Bhernie : De l'eau stp.
Je m'en vais lui chercher ça et je
reviens lui donner.
Bhernie : (Prenant) Merci.
Lorsqu'il finit, je vais rendre le plateau
à la cuisine avant de revenir au salon. Comme je vois qu'il regarde avec
insistance le berceau de son enfant, je vais donc vers ce dernier et le roule
jusqu'à lui pour qu'il puisse le voir. Je le laisse devant lui et je m'assois
sur le fauteuil le plus proche de la chaise sur laquelle il est assis.

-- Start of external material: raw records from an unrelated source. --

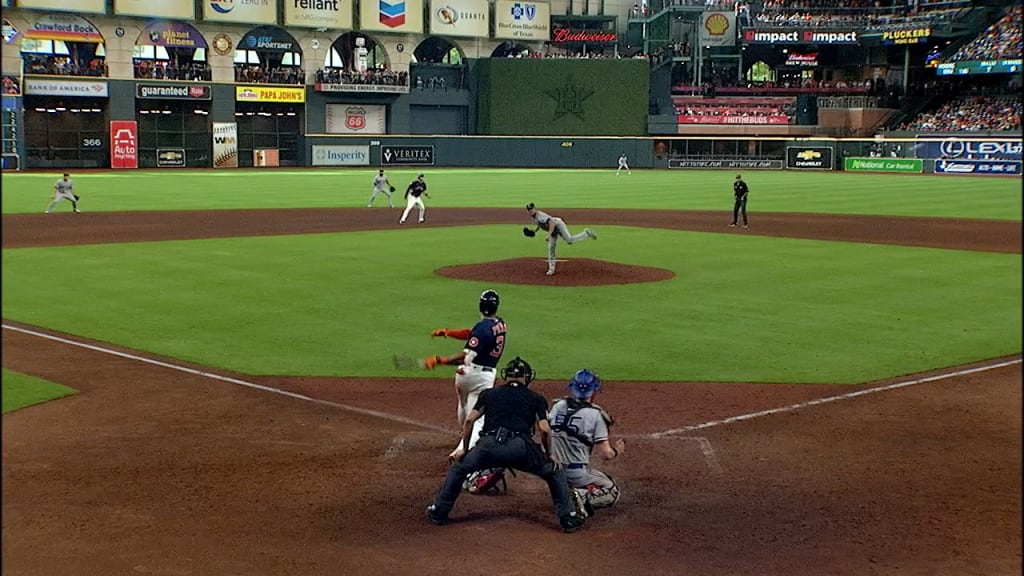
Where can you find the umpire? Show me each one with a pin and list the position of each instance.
(512, 411)
(739, 191)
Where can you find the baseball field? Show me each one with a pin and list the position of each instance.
(836, 389)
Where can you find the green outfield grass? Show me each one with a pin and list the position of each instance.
(20, 391)
(740, 307)
(832, 193)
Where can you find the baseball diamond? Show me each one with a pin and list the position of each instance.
(326, 471)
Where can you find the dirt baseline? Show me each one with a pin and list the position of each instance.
(156, 470)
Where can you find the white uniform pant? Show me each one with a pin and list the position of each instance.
(414, 201)
(470, 380)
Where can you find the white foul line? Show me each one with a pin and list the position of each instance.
(794, 407)
(353, 409)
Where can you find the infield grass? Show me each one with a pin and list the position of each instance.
(20, 391)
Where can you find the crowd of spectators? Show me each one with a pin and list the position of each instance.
(971, 114)
(1001, 40)
(377, 76)
(64, 66)
(170, 70)
(262, 74)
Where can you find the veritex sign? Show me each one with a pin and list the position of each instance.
(565, 35)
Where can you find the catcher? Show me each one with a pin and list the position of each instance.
(381, 186)
(64, 190)
(580, 428)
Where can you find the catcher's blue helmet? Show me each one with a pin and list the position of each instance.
(488, 302)
(584, 383)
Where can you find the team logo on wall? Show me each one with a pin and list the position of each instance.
(222, 6)
(355, 118)
(520, 11)
(392, 12)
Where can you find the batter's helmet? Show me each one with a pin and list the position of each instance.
(488, 302)
(584, 384)
(518, 368)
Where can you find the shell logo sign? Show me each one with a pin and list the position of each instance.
(222, 6)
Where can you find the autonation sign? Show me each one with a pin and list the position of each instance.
(965, 149)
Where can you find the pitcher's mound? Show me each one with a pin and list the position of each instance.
(572, 272)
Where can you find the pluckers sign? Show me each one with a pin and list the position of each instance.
(568, 36)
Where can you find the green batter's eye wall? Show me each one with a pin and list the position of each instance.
(543, 96)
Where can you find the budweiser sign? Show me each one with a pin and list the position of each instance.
(566, 35)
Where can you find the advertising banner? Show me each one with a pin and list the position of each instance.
(320, 13)
(49, 87)
(171, 35)
(69, 28)
(341, 155)
(698, 119)
(522, 21)
(884, 165)
(269, 94)
(180, 9)
(391, 15)
(225, 145)
(726, 164)
(977, 167)
(270, 39)
(378, 88)
(243, 11)
(718, 29)
(408, 155)
(173, 91)
(906, 36)
(460, 17)
(788, 36)
(356, 119)
(124, 144)
(958, 149)
(92, 6)
(809, 158)
(170, 158)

Je
l'observe regarder son enfant avec les yeux brillants et un sourire sincère sur
les lèvres, je souris malgré la situation.

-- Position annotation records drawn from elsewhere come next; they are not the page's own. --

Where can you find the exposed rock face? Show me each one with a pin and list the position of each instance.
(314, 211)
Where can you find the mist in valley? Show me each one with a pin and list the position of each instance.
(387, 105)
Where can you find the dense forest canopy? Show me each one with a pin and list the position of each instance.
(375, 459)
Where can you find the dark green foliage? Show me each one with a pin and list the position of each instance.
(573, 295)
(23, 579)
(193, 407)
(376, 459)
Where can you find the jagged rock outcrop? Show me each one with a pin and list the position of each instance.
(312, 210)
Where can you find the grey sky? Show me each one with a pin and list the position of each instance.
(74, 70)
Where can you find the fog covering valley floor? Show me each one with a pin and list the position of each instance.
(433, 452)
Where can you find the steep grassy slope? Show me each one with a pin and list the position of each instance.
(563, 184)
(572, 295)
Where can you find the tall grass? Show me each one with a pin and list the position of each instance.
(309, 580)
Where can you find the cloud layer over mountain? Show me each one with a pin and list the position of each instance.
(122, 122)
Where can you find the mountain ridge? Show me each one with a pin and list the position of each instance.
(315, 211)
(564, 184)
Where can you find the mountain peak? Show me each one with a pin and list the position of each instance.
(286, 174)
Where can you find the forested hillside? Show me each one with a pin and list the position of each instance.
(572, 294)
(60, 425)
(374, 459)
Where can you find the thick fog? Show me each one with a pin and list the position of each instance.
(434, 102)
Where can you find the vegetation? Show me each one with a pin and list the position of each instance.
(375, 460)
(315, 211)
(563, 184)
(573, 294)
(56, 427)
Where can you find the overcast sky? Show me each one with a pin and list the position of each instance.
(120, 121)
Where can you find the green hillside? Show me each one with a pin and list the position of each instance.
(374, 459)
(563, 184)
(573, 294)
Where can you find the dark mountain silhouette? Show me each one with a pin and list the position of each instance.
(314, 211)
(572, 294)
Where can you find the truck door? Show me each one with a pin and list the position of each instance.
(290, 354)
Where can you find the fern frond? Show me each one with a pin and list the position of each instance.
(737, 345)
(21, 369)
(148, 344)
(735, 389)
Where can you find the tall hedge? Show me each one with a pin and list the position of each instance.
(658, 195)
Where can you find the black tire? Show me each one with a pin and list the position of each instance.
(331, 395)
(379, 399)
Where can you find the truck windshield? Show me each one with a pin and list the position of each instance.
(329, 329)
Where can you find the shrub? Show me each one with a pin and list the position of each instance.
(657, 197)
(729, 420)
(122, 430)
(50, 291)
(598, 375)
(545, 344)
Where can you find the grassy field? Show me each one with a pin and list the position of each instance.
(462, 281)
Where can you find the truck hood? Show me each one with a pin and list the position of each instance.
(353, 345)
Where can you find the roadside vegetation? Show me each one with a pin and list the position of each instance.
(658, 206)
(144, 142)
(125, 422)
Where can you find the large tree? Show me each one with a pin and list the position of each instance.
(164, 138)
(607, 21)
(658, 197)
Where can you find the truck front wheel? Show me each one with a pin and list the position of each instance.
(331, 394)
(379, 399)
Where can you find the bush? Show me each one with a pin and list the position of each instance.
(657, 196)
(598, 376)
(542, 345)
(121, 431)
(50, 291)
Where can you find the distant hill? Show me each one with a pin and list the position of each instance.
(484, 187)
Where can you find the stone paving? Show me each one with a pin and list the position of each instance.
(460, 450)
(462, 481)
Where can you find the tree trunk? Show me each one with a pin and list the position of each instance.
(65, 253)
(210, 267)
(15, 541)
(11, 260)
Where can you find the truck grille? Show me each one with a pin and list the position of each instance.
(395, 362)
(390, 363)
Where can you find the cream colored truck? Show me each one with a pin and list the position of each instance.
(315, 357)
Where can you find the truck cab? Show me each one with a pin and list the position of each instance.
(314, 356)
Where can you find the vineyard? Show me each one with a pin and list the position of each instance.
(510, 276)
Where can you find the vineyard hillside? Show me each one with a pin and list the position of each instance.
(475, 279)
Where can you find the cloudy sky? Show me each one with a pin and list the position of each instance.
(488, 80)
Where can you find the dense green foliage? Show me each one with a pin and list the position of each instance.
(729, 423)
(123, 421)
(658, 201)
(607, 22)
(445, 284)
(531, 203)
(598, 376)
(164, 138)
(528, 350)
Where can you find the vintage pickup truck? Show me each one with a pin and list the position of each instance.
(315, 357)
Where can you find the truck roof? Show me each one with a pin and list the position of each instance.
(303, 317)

Ça fait un mois et demi que j'ai
accouché et après avoir passé une semaine à l'hôpital avec l'enfant pour faire
tous les examens et attendre leurs résultats, je suis rentrée au 11. Viclaire
nous avait dit que l'enfant allait bien et que tous ses résultats ne
présentaient rien d'inquiétant heureusement. Il nous avait juste dit de
repasser 3 semaines après ma sortie de l'hôpital pour vérifier si le petit
évoluait bien et nous l'avons fait. J'étais avec Bhernie pour les résultats et
le contrôle, et je dois dire que c'était gênant.

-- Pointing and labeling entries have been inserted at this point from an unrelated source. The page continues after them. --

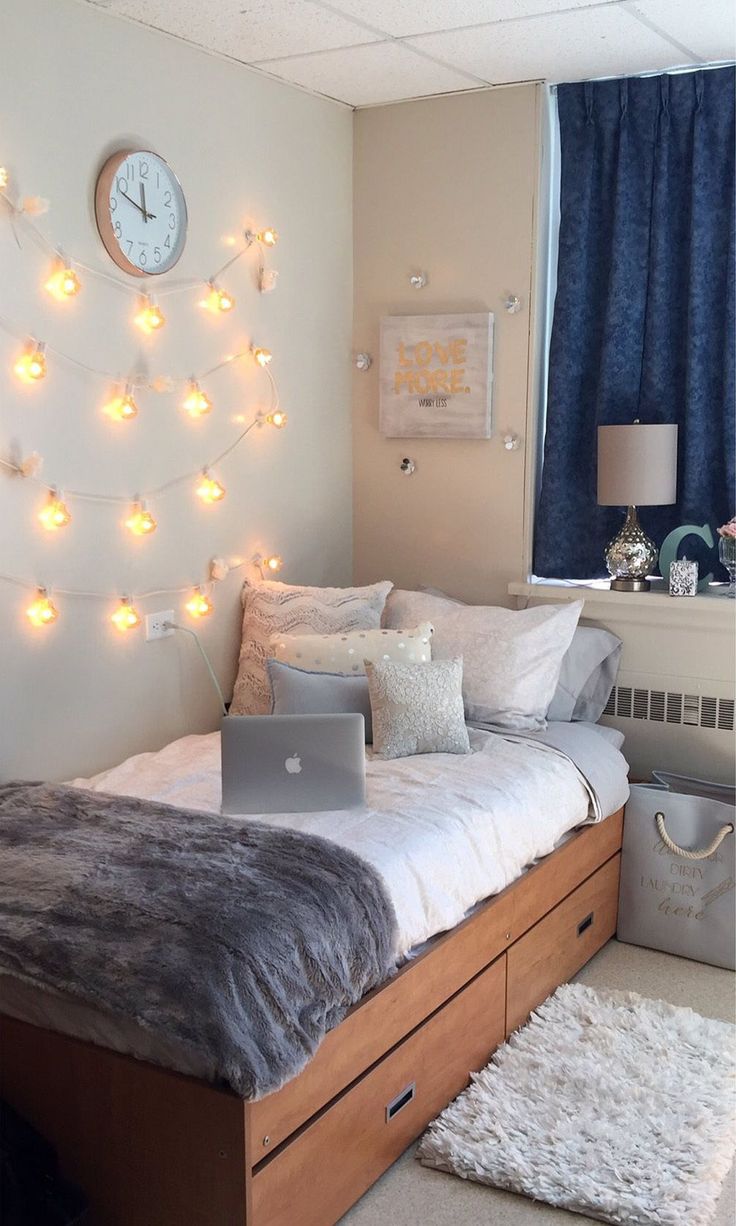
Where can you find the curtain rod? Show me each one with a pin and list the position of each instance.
(632, 76)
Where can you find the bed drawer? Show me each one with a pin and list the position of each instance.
(562, 943)
(322, 1172)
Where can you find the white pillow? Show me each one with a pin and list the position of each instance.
(346, 654)
(271, 607)
(512, 658)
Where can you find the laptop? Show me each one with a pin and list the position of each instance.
(292, 763)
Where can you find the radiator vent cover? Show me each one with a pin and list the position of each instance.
(661, 706)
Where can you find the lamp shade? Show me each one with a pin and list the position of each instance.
(637, 465)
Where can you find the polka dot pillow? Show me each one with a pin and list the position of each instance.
(346, 652)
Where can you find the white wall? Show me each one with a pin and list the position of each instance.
(75, 85)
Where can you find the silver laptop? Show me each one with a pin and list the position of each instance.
(292, 763)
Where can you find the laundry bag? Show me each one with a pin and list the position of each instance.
(678, 873)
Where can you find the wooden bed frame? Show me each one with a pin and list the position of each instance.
(152, 1148)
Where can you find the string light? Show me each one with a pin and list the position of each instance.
(196, 403)
(31, 365)
(122, 408)
(55, 514)
(63, 283)
(217, 299)
(42, 611)
(209, 489)
(150, 316)
(125, 616)
(199, 603)
(140, 521)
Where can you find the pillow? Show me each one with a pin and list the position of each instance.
(297, 692)
(586, 677)
(417, 709)
(271, 607)
(346, 652)
(512, 657)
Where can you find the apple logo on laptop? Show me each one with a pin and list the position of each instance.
(293, 765)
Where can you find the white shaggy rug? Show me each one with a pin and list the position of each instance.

Au sortir de là, il nous avait dit
que c'était la dernière fois qu'il voyait notre enfant et que dorénavant, un de
ses collègues prendrait le relais. Nous avons compris sa position et avons
acquiescé. Quoique j'aurais souhaité qu'il soit le pédiatre de l'enfant
jusqu'au bout, parce que je ne connais pas plus excellent que lui dans ce
domaine, mais je comprends tout à fait qu'il ne le veuille pas et s'il ne
l'avait pas fait de lui-même, c'est moi qui aurais changé de médecin pour
éviter de lui faire plus de mal en lui imposant notre présence ma famille et
moi. Qu'à cela ne tienne, le petit va bien et nous sommes rentrés à la maison.
Le souci s'est posé à ce niveau,
car bien que mes parents ne l'aient pas empêché de venir voir l'enfant, il a du
mal à le faire et à chaque fois, il faut que j'aille le chercher dehors pour le
faire rentrer dans la maison. Il m'a dit qu'il se sent indigne de sonner au
portail et donc rentrer avec sa voiture à l'intérieur, il ne le fait pas.
La première fois, il a eu même du
mal à rentrer au salon, il voulait s'asseoir à la terrasse. C'était parce que
je lui avais dit que l'enfant ne sortait pas de la maison sauf pour aller à
l'hôpital ou à l'église qu'il était rentré et s'était assis sur une chaise en
plastique dans un coin du salon. Quand il est là, il fait tout pour ne pas se
faire remarquer et reste dans ce coin jusqu'à ce qu'il s'en aille. C'est
tellement triste quand je repense à ce qui était sa relation avec mes parents
autrefois.
Dès l'instant où la famille avait su que l'on
était ensemble, il était traité avec tous les égards et encore pire après nos
fiançailles. Même au petit salon, Bhernie ne s'asseyait pas, c'était
directement au vip qu'on l'installait. S'il était assis sur ce genre de chaise,
c'était que vraiment nous étions dehors dans un cadre vraiment amical et que
les parents n'étaient pas présents. Alors dans le salon ? Jamais une telle
chose ne pouvait se passer parce qu'il était considéré comme un Fils de cette
maison, mais hélas.
Moi : Vous avez fait un bon voyage?
Bhernie : (Me regardant) Oui,
c'était bien. Nous sommes venus avec le pasteur et sa famille. C'était cool et
nous avons compris pourquoi Marwane les aime ainsi, ce sont des gens bien.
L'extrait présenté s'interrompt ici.